- Jak dorosnę, zostanę lekarzem! To zdanie wypowiedziałam pierwszy raz w wieku 7 lat.
- Ale przecież Ty się boisz krwi? – zapytała Mama
- No tak…, więc zostanę taką panią, co dużo rozmawia z ludźmi i rozwiązuje ich problemy. To prawie lekarz.

W ten właśnie sposób zostałam "prawie lekarzem", stając się magistrem Psychologii Biznesu.
W postanowieniu z dzieciństwa jest dużo prawdy. Chcę rozwiązywać problemy dnia codziennego firm, ale i osób prywatnych. Wspierać biznes ale też tworzyć go i ulepszać.
Mam doświadczenie w pracy administracyjnej i pełniłam funkcję asystentki, ale praca stacjonarna nie jest dla mnie. Szukając więc idealnej drogi dla siebie, podjęłam decyzję o rozpoczęciu nauki zawodu Wirtualnej Asystentki. Jest to ściśle związane z kierunkiem moich studiów-biznesem, jest to coś, co lubię i przede wszystkim pozwala na pracę zdalną, co bardzo cenię, ponieważ nie mieszkam w Polsce.
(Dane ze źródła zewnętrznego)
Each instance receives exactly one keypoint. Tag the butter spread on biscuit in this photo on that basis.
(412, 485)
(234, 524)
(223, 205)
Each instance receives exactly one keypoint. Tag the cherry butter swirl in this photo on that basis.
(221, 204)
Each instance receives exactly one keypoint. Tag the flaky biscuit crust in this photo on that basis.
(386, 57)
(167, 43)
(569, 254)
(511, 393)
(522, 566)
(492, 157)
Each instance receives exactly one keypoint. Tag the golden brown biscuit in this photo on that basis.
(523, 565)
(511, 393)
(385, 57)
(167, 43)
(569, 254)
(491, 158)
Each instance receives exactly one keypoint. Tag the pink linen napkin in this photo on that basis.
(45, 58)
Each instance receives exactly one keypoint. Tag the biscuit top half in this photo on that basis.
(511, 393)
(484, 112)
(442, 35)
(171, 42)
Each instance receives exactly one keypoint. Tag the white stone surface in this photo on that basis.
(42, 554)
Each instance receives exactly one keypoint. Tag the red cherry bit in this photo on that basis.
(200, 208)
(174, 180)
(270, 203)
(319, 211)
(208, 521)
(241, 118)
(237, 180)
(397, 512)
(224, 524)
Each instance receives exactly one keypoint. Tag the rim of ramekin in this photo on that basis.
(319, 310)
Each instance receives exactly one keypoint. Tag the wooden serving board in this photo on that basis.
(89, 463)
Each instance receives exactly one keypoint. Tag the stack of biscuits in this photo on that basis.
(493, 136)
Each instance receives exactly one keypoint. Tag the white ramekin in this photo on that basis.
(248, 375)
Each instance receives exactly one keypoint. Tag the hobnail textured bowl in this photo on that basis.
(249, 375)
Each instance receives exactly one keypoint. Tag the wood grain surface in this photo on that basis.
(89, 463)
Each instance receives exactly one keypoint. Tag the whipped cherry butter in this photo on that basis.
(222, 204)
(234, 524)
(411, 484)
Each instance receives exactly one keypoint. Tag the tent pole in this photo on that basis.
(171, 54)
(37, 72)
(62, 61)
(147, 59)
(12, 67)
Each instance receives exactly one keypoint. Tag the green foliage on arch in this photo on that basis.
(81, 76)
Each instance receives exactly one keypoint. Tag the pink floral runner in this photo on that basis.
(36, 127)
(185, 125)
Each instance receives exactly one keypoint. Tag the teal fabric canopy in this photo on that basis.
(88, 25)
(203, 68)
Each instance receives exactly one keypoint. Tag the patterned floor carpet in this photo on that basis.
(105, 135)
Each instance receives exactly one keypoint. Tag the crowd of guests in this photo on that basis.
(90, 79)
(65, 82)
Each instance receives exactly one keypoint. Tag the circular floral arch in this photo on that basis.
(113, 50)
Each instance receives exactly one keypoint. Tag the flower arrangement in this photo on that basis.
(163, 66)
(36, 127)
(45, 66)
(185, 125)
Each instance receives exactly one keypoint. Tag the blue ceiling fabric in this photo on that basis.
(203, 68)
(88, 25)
Wirtualna asystentka to zawód zupełnie nieznany w miejscu, w którym mieszkam, więc mam nadzieję stać się prekursorką tej działalności. Decyzja o wyjeździe była jedną z najodważniejszych w moim życiu, co świadczy o tym, że jestem osobą, która nie boi się wyzwań.
Biznes jest wymagający, rozwojowy i skomplikowany ale pracując ze mną zyskasz profesjonalną usługę, kreatywne pomysły, pomocną dłoń i ambitne projekty, bo taka właśnie jestem.